The Kernel has to manage all memory devices in the system (disk, physical memory, cache) so that they can be shared among many other running user programs. The hierarchical storage structure requires a concrete form of memory management since the same data may appear in different levels of storage system.
Virtual Memory Implementation
The kernel implements the Virtual Memory. It has to:
- Support demand paging protocol
- Keep track of which parts of memory are currently being used and by whom
- Decide which processes and data to move into and out of memory
- Mapping files into process address space
- Allocate and deallocate memory space as needed
- If RAM is full, migrate some contents (e.g: least recently used) onto the swap space on the disk
- Manage the pagetable and any operations associated with it.
CPU caches are managed entirely by hardware (cache replacement policy, determining cache HIT
or MISS
, etc). Depending on the cache hardware, the kernel may do some initial setup (caching policy to use, etc).
Configuring the MMU
The MMU (Memory Management Unit) is a computer hardware component that primarily handles translation of virtual memory address to physical memory address. It relies on data on the system’s RAM to operate: e.g utilise the pagetable. The Kernel sets up the page table and determine rules for the address mapping.
Recall from 50.002 that the CPU always operates on virtual addresses (commonly linear, PC+4
unless branch or JMP), but they’re translated to physical addresses by the MMU. The Kernel is aware of the translations and it is solely responsible to program (configure) the MMU to perform them.
Cache Performance
Caching is an important principle of computer systems. We perform the caching algorithm each time the CPU needs to execute a new piece of instruction or fetch new data from the main memory. Remember that cache is a hardware, built in as part of the CPU itself in modern computers as shown in the figure below:
Note that “DMA” means direct memory access from the device controller onto the RAM1 (screenshot taken from SGG book).
Data transfer from disk to memory and vice versa is usually controlled by the kernel (requires context switching), while data transfer from CPU registers to CPU cache2 is usually a hardware function without intervention from the kernel. There is too much overhead if the kernel is also tasked to perform the latter.
Recall that the Kernel is responsible to program and set up the cache and MMU hardware, and manage the entire virtual memory. Kernel memory management routines are triggered when processes running in user mode encounter page-fault related interrupts. Careful selection of the page size and of a replacement policy can result in a greatly increased performance.

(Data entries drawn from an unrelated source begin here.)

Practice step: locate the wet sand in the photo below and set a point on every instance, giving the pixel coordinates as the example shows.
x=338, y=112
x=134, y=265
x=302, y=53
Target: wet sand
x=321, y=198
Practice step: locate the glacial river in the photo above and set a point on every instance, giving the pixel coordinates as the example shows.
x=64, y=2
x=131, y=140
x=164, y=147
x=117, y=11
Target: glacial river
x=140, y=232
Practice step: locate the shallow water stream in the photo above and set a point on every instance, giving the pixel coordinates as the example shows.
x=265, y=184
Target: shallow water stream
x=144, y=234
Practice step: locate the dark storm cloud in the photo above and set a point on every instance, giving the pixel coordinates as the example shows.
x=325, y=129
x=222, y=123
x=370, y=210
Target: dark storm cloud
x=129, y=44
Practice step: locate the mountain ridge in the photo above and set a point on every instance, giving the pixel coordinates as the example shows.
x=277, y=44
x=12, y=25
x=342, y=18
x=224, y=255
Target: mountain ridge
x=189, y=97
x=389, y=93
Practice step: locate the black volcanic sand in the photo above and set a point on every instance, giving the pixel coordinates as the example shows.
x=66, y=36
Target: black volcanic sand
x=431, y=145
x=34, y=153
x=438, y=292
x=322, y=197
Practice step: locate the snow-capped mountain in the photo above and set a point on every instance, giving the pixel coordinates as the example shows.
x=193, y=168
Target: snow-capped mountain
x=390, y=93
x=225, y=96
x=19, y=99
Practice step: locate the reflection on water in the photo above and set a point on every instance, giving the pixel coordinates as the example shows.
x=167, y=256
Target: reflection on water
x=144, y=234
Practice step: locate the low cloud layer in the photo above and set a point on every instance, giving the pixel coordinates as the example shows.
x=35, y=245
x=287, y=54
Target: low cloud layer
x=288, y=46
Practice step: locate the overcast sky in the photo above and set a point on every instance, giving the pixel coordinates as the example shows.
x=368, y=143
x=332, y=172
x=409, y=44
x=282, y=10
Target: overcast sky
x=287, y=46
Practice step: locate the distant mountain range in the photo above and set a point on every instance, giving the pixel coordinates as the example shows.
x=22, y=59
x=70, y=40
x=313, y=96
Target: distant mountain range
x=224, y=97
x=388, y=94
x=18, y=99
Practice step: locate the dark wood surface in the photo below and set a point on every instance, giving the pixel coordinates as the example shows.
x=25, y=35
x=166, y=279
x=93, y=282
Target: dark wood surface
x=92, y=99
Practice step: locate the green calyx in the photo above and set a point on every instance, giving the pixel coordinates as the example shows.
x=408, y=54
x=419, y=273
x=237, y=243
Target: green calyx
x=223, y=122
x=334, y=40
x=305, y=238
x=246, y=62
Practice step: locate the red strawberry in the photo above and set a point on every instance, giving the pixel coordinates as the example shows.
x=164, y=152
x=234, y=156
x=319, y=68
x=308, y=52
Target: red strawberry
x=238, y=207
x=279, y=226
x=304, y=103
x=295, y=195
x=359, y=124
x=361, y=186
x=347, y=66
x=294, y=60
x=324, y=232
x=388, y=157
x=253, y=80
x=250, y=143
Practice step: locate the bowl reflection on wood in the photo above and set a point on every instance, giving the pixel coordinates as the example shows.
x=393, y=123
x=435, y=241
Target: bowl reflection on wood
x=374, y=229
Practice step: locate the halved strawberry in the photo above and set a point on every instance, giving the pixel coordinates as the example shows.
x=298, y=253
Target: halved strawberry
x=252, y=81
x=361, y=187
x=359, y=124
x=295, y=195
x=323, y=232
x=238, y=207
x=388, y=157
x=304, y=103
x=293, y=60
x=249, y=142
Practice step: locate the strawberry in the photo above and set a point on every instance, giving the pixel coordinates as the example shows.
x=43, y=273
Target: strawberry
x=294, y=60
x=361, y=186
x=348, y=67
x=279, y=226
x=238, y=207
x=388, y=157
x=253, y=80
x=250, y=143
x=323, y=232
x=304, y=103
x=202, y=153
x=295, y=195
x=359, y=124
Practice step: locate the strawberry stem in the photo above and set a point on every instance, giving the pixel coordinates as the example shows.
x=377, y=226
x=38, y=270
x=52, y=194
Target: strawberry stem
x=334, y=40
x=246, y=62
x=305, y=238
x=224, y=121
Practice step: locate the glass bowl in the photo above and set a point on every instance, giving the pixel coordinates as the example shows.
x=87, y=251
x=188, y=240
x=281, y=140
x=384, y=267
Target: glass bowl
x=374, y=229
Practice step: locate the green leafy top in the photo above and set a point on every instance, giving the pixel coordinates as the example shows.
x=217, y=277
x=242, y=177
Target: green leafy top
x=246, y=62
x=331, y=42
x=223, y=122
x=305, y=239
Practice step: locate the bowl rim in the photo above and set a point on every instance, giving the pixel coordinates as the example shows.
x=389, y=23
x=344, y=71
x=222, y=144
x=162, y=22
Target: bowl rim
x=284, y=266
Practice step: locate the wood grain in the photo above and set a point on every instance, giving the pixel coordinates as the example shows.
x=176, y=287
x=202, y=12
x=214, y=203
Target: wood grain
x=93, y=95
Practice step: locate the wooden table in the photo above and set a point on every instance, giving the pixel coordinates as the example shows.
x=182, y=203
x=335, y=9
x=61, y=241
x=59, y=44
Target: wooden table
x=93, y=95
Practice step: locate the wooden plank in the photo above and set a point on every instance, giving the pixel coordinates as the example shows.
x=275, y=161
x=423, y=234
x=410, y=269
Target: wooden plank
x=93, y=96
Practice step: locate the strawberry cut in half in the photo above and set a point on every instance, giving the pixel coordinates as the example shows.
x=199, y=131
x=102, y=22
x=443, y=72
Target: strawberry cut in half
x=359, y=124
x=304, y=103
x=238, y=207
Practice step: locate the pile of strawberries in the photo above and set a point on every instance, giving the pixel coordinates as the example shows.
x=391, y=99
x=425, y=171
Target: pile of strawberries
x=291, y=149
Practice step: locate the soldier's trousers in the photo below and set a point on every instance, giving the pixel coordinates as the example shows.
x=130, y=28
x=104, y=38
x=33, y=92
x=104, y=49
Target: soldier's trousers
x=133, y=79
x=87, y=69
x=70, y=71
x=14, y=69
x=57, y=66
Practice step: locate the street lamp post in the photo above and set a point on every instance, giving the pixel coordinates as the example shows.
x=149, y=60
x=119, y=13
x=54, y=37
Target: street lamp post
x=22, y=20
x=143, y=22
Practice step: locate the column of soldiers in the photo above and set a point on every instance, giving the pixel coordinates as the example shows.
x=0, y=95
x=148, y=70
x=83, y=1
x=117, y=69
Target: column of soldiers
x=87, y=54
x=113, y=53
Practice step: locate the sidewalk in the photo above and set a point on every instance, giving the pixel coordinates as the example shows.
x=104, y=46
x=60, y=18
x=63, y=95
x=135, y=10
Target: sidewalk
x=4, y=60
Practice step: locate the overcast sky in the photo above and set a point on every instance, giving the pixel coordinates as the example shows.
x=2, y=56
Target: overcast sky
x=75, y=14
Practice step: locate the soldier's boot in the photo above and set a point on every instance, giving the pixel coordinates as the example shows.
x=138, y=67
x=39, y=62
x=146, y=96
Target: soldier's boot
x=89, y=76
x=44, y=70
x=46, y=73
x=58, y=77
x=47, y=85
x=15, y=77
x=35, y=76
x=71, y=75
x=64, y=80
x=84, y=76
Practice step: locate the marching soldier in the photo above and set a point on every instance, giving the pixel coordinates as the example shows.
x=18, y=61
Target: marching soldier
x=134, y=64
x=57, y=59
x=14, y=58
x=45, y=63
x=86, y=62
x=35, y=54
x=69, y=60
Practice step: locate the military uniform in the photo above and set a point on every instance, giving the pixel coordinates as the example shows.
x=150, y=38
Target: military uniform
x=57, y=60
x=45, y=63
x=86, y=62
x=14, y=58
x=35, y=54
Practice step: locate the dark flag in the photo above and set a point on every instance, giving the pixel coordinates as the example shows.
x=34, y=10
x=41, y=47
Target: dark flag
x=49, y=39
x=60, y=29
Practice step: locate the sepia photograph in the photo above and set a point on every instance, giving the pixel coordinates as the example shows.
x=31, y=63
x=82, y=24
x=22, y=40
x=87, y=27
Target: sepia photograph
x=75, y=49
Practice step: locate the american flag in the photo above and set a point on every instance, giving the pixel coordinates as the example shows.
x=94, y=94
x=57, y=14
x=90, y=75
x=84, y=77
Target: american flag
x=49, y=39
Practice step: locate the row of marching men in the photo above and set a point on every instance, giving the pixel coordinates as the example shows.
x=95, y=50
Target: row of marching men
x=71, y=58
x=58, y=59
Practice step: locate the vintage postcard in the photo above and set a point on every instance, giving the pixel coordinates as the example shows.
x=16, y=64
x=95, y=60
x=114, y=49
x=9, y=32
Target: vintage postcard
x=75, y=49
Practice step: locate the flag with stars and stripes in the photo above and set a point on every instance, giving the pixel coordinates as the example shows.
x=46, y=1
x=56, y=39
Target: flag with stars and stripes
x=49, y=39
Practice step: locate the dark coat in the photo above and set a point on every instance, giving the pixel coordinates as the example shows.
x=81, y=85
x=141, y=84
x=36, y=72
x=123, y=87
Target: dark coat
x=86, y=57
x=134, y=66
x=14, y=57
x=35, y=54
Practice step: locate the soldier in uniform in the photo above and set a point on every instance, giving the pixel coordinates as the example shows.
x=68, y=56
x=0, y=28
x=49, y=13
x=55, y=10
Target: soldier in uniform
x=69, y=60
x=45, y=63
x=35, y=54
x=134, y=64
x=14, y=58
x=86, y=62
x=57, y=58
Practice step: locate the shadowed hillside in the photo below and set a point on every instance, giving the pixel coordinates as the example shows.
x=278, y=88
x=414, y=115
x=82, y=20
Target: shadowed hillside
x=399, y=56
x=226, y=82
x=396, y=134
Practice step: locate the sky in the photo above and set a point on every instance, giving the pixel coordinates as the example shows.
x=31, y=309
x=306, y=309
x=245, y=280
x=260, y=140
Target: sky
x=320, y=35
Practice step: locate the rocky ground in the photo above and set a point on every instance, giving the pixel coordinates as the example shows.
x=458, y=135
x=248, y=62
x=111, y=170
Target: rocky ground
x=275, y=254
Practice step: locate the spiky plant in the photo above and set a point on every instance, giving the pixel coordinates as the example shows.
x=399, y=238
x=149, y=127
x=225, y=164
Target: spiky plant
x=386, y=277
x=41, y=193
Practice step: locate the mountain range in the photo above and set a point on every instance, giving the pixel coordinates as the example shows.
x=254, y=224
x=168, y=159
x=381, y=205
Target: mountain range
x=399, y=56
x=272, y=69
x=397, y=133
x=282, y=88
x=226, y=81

Given a cache hit ratio $\alpha$, cache miss access time $\epsilon$, and cache hit access time $\tau$, we can compute the cache effective access time as:
\[\alpha \tau + (1-\alpha) \times \epsilon\]Process Management
The Kernel is also responsible for managing all processes in the system and support multiprogramming and timesharing feature.
Multiprogramming
Multiprogramming is a concept that is needed for efficiency. Part of the kernel code is responsible to schedule processes in a computer system.
A kernel that supports multiprogramming increases CPU utilization by organizing jobs (code and data) so that the CPU always has one to execute.

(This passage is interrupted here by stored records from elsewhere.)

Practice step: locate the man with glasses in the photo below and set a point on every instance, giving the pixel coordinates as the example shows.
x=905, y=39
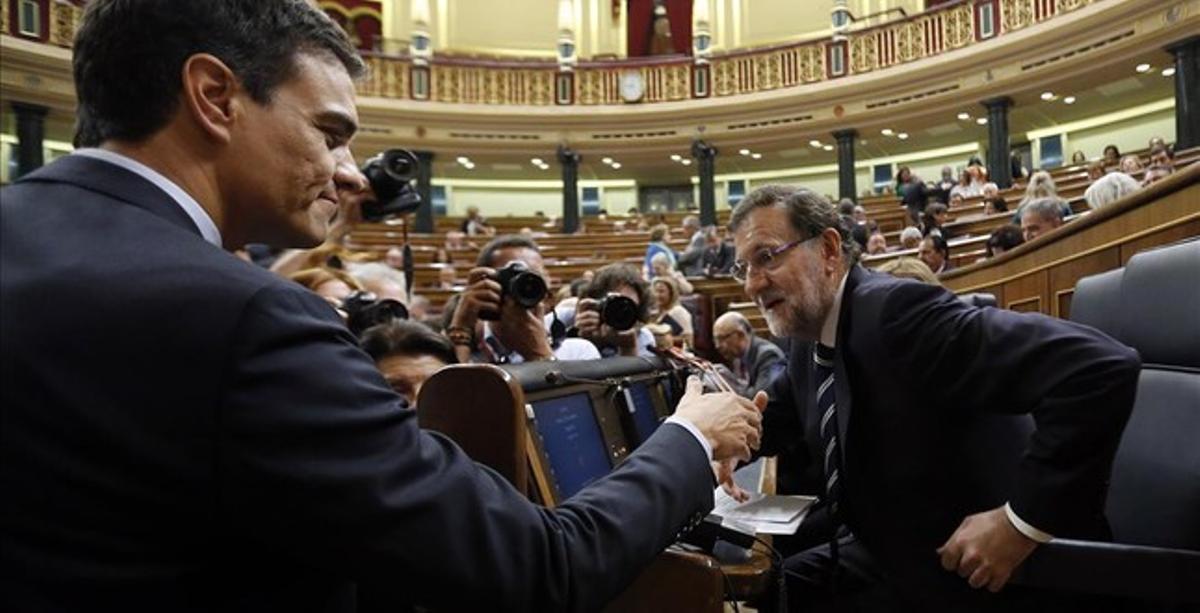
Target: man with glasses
x=895, y=388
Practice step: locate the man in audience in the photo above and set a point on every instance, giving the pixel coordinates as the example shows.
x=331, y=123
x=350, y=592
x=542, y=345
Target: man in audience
x=1039, y=216
x=754, y=361
x=935, y=252
x=407, y=353
x=931, y=521
x=207, y=436
x=517, y=334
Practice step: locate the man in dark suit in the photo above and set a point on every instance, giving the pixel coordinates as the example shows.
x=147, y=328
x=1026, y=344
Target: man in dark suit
x=184, y=431
x=911, y=406
x=755, y=361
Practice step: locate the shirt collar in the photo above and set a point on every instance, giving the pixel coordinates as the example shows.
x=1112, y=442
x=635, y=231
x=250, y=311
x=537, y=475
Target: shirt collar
x=829, y=329
x=199, y=216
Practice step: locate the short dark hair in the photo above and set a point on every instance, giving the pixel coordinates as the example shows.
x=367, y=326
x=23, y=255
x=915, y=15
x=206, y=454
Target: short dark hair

The reason for the need of multiprogramming are as follows:
- Single users must be prevented from keeping CPU and I/O devices busy at all times.

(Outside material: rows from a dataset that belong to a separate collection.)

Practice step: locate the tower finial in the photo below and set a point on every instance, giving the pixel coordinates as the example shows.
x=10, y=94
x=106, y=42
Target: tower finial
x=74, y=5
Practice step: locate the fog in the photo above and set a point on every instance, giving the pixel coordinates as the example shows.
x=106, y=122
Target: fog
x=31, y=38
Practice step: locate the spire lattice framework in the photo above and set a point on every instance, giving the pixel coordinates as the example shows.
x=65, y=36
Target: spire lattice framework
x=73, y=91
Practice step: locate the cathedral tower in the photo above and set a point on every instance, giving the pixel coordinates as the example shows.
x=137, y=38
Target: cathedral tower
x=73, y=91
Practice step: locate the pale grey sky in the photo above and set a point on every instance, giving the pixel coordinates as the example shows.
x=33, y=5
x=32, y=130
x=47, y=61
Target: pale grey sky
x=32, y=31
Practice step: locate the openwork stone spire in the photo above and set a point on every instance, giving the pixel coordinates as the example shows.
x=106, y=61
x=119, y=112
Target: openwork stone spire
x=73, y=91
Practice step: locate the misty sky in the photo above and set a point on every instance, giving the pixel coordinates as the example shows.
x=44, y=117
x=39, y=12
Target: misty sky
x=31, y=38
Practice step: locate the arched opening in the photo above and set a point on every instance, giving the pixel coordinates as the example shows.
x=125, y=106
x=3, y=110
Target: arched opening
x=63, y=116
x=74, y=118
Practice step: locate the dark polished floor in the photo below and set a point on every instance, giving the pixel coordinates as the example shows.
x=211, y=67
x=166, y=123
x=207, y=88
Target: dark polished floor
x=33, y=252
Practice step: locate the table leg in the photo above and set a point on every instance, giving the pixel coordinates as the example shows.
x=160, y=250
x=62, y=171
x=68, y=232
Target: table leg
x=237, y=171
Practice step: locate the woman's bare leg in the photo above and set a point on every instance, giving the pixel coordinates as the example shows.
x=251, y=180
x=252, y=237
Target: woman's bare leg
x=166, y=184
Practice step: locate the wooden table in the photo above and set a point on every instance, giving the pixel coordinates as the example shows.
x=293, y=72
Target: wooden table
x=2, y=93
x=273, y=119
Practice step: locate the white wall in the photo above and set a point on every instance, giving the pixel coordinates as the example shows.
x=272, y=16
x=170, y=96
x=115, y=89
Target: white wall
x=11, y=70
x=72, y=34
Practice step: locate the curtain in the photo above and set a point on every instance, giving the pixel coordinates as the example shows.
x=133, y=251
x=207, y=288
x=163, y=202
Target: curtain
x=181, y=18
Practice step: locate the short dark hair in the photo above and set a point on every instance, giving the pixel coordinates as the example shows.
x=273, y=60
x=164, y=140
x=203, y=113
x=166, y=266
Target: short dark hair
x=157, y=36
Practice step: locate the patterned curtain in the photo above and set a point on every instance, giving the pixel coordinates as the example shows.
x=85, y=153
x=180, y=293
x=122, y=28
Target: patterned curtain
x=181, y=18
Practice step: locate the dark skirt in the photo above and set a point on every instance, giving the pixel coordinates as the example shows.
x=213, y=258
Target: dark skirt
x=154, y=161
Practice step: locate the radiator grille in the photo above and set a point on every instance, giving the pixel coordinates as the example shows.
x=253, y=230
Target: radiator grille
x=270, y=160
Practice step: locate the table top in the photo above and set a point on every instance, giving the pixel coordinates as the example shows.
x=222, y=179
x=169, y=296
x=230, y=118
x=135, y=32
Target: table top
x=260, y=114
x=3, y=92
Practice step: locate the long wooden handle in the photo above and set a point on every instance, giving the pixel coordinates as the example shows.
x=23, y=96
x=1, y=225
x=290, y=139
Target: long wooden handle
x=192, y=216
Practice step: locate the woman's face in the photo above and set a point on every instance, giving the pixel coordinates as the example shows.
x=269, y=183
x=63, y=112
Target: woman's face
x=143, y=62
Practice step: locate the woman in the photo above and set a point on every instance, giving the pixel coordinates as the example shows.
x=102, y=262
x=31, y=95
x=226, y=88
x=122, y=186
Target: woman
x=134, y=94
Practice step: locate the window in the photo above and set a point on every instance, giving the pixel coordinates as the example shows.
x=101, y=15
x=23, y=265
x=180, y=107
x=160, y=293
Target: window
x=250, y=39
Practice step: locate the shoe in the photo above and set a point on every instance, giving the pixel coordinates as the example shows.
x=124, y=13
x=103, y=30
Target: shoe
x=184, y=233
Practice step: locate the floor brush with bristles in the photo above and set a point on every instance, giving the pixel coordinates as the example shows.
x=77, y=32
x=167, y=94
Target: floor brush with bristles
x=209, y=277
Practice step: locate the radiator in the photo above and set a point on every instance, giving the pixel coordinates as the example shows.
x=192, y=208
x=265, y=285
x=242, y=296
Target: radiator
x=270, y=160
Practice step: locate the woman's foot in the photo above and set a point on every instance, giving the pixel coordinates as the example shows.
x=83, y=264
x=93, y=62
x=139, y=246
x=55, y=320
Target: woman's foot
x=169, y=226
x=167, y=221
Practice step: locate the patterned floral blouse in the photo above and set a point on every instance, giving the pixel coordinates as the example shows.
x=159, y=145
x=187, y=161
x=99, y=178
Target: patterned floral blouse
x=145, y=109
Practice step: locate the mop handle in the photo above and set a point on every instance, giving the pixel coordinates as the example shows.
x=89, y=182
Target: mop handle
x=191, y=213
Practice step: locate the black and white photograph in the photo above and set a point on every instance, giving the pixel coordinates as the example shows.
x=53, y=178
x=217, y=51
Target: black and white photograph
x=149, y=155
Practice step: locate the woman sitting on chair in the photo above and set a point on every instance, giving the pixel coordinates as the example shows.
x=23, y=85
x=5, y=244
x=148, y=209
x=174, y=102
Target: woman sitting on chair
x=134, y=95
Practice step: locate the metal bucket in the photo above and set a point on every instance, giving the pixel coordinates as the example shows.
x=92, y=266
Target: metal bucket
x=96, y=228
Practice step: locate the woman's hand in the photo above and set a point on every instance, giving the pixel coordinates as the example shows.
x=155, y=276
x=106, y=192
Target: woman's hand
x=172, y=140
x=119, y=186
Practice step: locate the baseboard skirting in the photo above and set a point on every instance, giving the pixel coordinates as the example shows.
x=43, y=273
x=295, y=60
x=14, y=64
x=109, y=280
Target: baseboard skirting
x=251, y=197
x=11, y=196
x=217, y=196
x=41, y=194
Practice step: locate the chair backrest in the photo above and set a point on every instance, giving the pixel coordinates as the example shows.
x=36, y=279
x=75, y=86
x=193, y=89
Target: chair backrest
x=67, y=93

- Since the clock cycles of a general purpose CPU is very fast (in Ghz), we don’t actually need 100% CPU power in most case
- It is often too fast to be dedicated for just one program for the entire 100% of the time
- Hence, if multiprogramming is not supported and each process has a fixed quantum (time allocated to execute), then the CPU might spend most of its time idling.
- The kernel must organise jobs (code and data) efficiently so CPU always has one to execute:
- A subset of total jobs in the system is kept in memory + swap space of the disk.
- Remember: Virtual memory allows execution of processes not completely in memory.
- One job is selected per CPU and run by the scheduler
- When a particular job has to wait (for I/O for example), context switch is performed.
- For instance, Process A asked for user
input()
, enters Kernel Mode via supervisor call - If there’s no input, Process A is suspended and context switch is performed (instead of returning back to Process A)
- If we return to Process A, since Process A cannot progress without the given input, it will invoke another
input()
request again – again and again until the input is present. This will waste so much resources
- For instance, Process A asked for user
- A subset of total jobs in the system is kept in memory + swap space of the disk.
Timesharing
Multiprogramming allows for timesharing.
Definition of timesharing: context switch that’s performed so rapidly that users still see the system as interactive and seemingly capable to run multiple processes despite having limited number of CPUs.
Context switch
Context switch is the routine of saving the state of a process, so that it can be restored and resumed at a later point in time. For more details on what this state
comprised of, see Week 2 notes.
Further Consideration
Multiprogramming alone does not necessarily provide for user interaction with the computer system. For instance, even though the CPU has something to do, it doesn’t mean that it ensures that there’s always interaction with the user, e.g: a CPU can run background tasks at all times (updating system time, monitoring network traffic, etc) and not run currently opened user programs like the Web Browser and Telegram.
Timesharing is the logical extension of multiprogramming. It results in an interactive computer system, which provides direct communication between the user and the system.
Process vs Program
A process is a program in execution. It is a unit of work within the system, and a process has a context (regs values, stack, heap, etc) while a program does not.
A program is a passive entity, just lines of instructions while a process is an active entity, with its state changing over time as the instructions are executed.
A program resides on disk and isn’t currently used. It does not take up resources: CPU cycles, RAM, I/O, etc while a process need these resources to run.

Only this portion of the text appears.